Bron: Maandblad van de Vlaamse Imkersbond
Jaargang: 90
Jaar: 2004
Maand: juni
Auteurs: Ghislain De Roeck

GELEIDE KRISTALLISATIE 

De meeste honingsoorten kristalliseren spontaan, maar het resultaat is navenant, soms mooi, soms tegenvallend. De kristallisatiesnelheid van honing hangt af van de verhouding tussen de glucose en fructose, het vochtgehalte en de omgevingtemperatuur. Deze factoren bepalen of honing lang vloeibaar blijft, grofkorrelig wordt of keihard kristalliseert. Zeker in de laatste twee gevallen boet hij op het commerciële vlak fel aan waarde in. Want of we dat nu graag horen of niet, de consument verkiest crèmehoning, fijn van structuur en goed smeerbaar. De techniek van de ‘geleide’ kristallisatie heeft tot doel dit resultaat te bewerkstelligen.

Natuurlijke kristallisatie

De honing die de bijen opslaan in de cellen van hun woning, blijft meestal vloeibaar. Bewaard aan kamertemperatuur, kristalliseert honing echter na enkele dagen, weken of maanden. De zeer sterke suikerconcentratie en vooral de oververzadiging aan glucose ligt aan de basis van dit fenomeen. De kristallisatie treedt min of meer snel in, afhankelijk van de graad van oververzadiging die bepaald wordt door de verhouding glucose/water. Andere bepalende factoren zijn: het fructosegehalte, het aantal aanwezige kristallisatie­kernen, zoals glucosekristallen, stuifmeelkorrels en stofdeeltjes, en de omgevingtemperatuur.

De kristallisatie is een zeer complex fysisch proces. Nieuwe kristallen vormen en vermeerderen zich in het oververzadigde milieu, naar het beeld van bestaande of toegevoegde kristallen die als ‘model’ dienen. Een kristalstramien vormt de uiteindelijke structuur; het komt tot stand op het ogenblik dat alle kristallen verbonden zijn. We kennen het strakke, compacte stramien, bestaande uit heel fijne kristallen; het is, in principe, het resultaat van een snelle kristallisa­tie. Er is het grove, losse, slecht aan elkaar gekit stramien, gevormd door samengeklonterde kristallen; het resultaat van een trage kristal­lisatie. En er zijn uiteraard al de stramienmodellen die tussen deze twee uitersten in liggen.
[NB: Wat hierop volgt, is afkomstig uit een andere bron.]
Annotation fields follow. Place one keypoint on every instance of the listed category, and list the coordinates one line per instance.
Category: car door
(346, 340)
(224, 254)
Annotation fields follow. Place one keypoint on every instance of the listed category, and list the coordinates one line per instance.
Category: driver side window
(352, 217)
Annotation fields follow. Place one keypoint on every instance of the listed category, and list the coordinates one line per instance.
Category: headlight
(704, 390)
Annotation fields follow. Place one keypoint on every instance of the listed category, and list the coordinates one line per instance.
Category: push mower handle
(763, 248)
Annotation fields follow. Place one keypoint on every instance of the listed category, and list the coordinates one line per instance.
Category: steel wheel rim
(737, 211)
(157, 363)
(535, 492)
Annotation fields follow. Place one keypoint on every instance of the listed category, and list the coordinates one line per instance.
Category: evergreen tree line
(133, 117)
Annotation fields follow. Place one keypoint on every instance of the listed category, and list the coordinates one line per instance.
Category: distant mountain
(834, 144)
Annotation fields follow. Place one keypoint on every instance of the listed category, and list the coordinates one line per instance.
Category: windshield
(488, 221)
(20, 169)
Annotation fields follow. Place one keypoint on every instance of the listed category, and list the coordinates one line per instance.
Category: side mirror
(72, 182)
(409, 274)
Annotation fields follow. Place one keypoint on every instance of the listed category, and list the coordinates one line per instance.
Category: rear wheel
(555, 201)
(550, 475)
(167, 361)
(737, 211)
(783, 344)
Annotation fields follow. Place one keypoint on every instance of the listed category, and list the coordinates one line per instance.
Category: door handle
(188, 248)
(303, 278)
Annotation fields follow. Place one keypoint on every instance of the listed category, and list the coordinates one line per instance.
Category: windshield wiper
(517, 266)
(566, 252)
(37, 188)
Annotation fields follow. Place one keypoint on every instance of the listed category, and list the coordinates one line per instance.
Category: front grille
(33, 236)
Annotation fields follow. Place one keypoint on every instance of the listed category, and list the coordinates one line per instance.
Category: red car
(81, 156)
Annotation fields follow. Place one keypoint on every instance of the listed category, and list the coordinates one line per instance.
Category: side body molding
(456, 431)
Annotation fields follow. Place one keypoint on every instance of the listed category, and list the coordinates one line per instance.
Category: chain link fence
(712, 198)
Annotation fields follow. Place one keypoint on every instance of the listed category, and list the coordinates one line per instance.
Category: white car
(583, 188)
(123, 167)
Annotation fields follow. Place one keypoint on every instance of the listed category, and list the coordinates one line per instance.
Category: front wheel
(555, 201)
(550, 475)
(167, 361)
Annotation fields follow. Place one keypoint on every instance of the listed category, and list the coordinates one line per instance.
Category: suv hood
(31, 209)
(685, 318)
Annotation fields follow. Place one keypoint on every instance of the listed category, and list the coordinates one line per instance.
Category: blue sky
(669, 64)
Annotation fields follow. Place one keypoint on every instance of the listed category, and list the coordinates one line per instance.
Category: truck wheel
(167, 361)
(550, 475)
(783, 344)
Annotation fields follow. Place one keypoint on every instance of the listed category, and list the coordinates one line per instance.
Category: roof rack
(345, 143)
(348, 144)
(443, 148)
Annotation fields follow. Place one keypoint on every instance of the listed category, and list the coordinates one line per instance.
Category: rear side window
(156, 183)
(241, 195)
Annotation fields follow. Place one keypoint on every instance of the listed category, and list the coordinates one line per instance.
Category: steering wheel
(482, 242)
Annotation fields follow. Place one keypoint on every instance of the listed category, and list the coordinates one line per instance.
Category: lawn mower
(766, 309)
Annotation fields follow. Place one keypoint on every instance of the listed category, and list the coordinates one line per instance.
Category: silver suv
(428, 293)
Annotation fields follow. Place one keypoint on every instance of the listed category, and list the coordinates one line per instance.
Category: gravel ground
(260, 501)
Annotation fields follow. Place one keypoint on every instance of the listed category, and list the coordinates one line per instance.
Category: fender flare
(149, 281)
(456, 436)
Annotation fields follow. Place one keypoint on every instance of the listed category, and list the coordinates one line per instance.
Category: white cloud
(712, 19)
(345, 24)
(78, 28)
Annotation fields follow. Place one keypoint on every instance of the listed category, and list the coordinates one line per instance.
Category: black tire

Als alle gunstige voorwaarden aanwezig zijn, start het kristallisa­tieproces vlug. Er vormen zich ontelbare kleine kristalnaaldjes die uitgroeien tot vlakke, langwerpige plaatjes met een diameter van 30 µm. De plaatjes blijven groeien tot ze elkaar raken. Samenklonterend vormen ze uiteindelijk een massa die homogeen oogt en min of meer hard lijkt, afhankelijk van het gevormde stramien. Anders dan het echter lijkt, gaat het hier niet om een compacte massa, maar om een sponsachtige structuur die een vloeibaar gedeelte omsluit met daarin suikers en water. Als dit vloeibare gedeelte te omvangrijk is, is het kristalstramien zwak en kan het begeven. De massa splitst zich dan in twee lagen: een brijachtige laag van glucose­kristallen onderaan, een vloeibare laag met een hoog vochtgehalte en veel fructose bovenaan. Dat proces staat bekend als ‘laagvorming’.

puntjes

Kristallisatieproces: tijdens de kristallisatie vormen de kristallen zich rond de bestaande kristallisa­tiekernen (punten op het schema). De groei van een kristal stopt zodra hij in contact komt met een ander kristal. Als er weinig primaire kristallen zijn (links) zal de kristallisatie grof zijn, in het andere geval fijn.

De optimale kristallisatietempera­tuur bedraagt 14°C, ongeveer. Hogere temperaturen vertragen de vermeerderingsnelheid van de kristallen. De vermeerdering stopt bij 30°C en meer. Dit proces geldt ook voor temperaturen lager dan 14 °C; in die richting blokkeert de kristallisatie bij -10°C.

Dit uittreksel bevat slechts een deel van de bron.